Я слушал этот обвинительный акт, и, признаюсь откровенно, слушал не без страха. Я спрашивал себя не о том, какие последствия для Парначева может иметь эта галиматья, – для меня было вполне ясно, что о последствиях тут не может быть и речи, – но в том, можно ли жить в подобной обстановке, среди столь необыкновенных разговоров? Ведь пошлость не всегда ограничивается одним тем, что оскорбляет здравый человеческий смысл; в большинстве случаев она вызывает, кроме того, и очень резкие поползновения к прозелитизму. Не она покоряется убеждениям разума, но требует, чтоб разум покорился ее убеждениям. Столкновение приходит не вдруг, но что оно несомненно придет – в этом служит ручательством тот громадный запас досужества, который всегда находится в распоряжении пошлости. Подумайте, сколько варварского трагизма скрыто в этой предстоящей коллизии!
На стороне пошлости – привычка, боязнь неизвестности, отсутствие знания, недостаток отваги. Все, что отдает человека в жертву темным силам, все это предлагает ей союз свой. Заручившись этими пособниками и имея наготове свой собственный жизненный кодекс, она до такой степени насыщает атмосферу его миазмами, что вдыхание этих последних становится обязательным. Всякое явление она обозначает своими приметами, всякому факту находится готовое полуэмпирическое, полумистическое толкование. Как сложились эти приметы и толкования – этого она, конечно, не объяснит, да ей и не нужно объяснений, ибо необъяснимость не только не подрывает ее кодекса, но даже еще больше удостоверяет в его непреложности. И ежели она встречает отказ или сомнение, то это нимало не заставляет ее вдуматься в свои требования, но только возбуждает удивление. От удивления она переходит к назойливости, от назойливости к застращиванию. Досуг дает ей чудовищные средства в смысле прозелитизма; всегда праздная, всегда суетящаяся, она неутомимо кружит около сомневающегося и постепенно стягивает, суживает свои круги. И вот наступает момент, когда она приступает уже настоятельно и, не стесняясь формальностями, прямо объявляет свою сентенцию. Вы не верите приметам – вы безбожник, вы не раболепствуете – вы насадитель революционных идей, возмутитель, ниспровергатель авторитетов; вы относитесь критически к известным общественным явлениям – вы развратник, ищущий разрушить общественные основы…

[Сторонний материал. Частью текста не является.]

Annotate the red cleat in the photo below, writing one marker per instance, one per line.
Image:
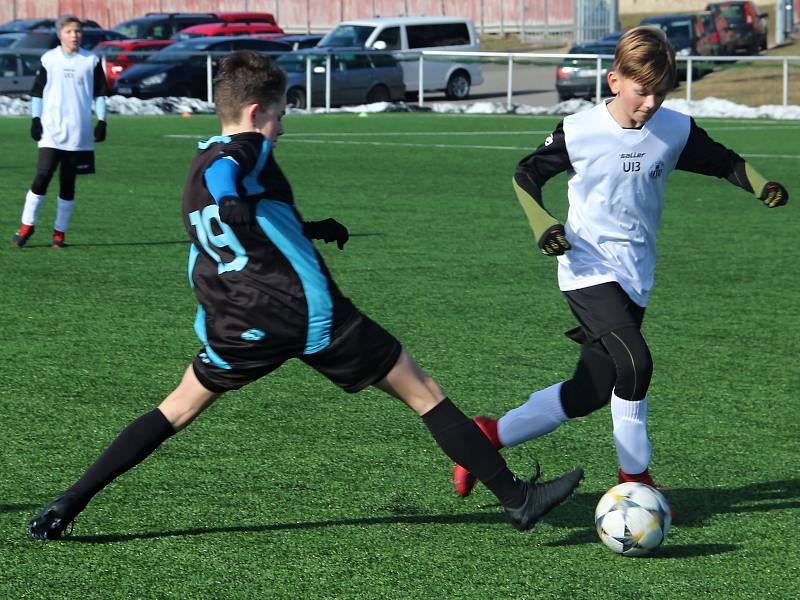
(463, 480)
(647, 479)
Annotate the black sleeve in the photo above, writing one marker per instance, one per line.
(100, 83)
(549, 159)
(245, 150)
(705, 156)
(38, 84)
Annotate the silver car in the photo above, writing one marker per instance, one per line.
(17, 71)
(357, 77)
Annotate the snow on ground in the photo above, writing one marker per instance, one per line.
(709, 107)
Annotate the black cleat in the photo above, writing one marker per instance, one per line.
(54, 519)
(541, 498)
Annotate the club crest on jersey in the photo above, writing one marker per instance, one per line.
(631, 166)
(657, 169)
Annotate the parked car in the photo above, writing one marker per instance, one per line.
(689, 36)
(180, 69)
(577, 77)
(406, 36)
(162, 26)
(10, 38)
(727, 36)
(228, 29)
(748, 24)
(123, 54)
(30, 24)
(44, 39)
(357, 77)
(17, 71)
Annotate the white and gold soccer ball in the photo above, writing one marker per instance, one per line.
(632, 519)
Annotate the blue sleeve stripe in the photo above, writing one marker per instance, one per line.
(100, 107)
(279, 222)
(193, 254)
(200, 331)
(220, 178)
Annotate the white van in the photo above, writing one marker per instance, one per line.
(407, 36)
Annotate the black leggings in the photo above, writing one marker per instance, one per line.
(619, 361)
(49, 159)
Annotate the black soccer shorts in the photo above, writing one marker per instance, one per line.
(601, 309)
(360, 354)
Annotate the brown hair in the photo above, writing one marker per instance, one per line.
(645, 55)
(245, 78)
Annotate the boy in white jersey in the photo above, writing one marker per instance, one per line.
(266, 296)
(618, 156)
(61, 106)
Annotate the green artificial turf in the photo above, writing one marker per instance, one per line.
(293, 489)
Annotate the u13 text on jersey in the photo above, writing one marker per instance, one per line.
(616, 190)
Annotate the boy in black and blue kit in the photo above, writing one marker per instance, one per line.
(265, 296)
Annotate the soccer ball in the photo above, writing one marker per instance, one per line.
(632, 519)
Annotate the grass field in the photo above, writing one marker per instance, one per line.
(293, 489)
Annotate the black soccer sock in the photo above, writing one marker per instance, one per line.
(132, 446)
(465, 444)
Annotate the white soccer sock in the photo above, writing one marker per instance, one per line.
(630, 434)
(541, 414)
(64, 214)
(30, 213)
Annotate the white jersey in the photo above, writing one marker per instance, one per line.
(616, 193)
(67, 100)
(616, 190)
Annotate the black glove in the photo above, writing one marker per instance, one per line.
(36, 129)
(554, 241)
(234, 211)
(100, 131)
(774, 194)
(328, 230)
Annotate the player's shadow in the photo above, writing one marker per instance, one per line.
(477, 518)
(46, 246)
(17, 507)
(694, 507)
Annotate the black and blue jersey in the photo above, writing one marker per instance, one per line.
(265, 293)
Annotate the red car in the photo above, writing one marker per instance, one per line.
(226, 29)
(245, 17)
(118, 55)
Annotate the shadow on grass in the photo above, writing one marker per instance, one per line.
(40, 246)
(17, 507)
(475, 518)
(694, 507)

Спрашиваю вновь: как жить и не погибнуть в подобной обстановке, среди вечного жужжания глупых речей, не имея ничего перед глазами, кроме зрелища глупых дел?
– И вы можете доказать, что господин Парначев все то делал, что вы о нем сейчас рассказали? – обратился, между тем, Колотов к Терпибедову.
– Каких доказательств! всей округе известно!
– Знаете ли, однако ж, что это до того любопытно, что мне хотелось бы, чтобы вы кой-что разъяснили. Что значит, например, выражение «распространять протолериат»? или другое: «распущать прокламацию»?
– Извините, Сергей Иваныч, я вредным идеям не обучался-с. В университетах не бывал-с. Знаю, что вредные, и больше мне ничего не требуется! да-с!
– Все-таки не мешает хоть понимать, в чем заключается вред.
– Говорю вам, вся округа подтвердит. Первый – здешний хозяин. И опять еще – батюшка: какого еще лучше свидетеля! Духовное лицо!
– Могу свидетельствовать, и не токмо сам, но и других достоверных свидетелей представить могу. Хоша бы из тех же совращенных господином Парначевым крестьян. Потому, мужик хотя и охотно склоняет свой слух к зловредным учениям и превратным толкованиям, однако он и не без раскаяния. Особливо ежели видит, что начальство требует от него чистосердечного сознания.
– Прекрасно; расскажите же сначала, что вы лично имеете свидетельствовать о господине Парначеве?
Отец Арсений задумался и с минуту пощипывал редкие, чуть заметные волоски своей бороды.
– Не бесполезно ли будет? – наконец выговорил он, смотря через очки на Колотова.
– Отчего?
– Да видится мне, что слова-то наши как будто не внушают вам большого доверия…
– Гм… значит, и я уж сделался в ваших глазах подозрительным… Скоренько! Нет, коли так, то рассказывайте. Поймите, что ведь до сих пор вы ничего еще не сказали, кроме того, что дождь – от облаков.
– А этого мало-с?
– Не много-с. Рассказывайте, прошу вас.
– Даже с превеликим моим удовольствием-с. Был и со мною лично случай; был-с. Прихожу я, например, прошлою осенью, к господину Парначеву, как к духовному моему сыну; в дом…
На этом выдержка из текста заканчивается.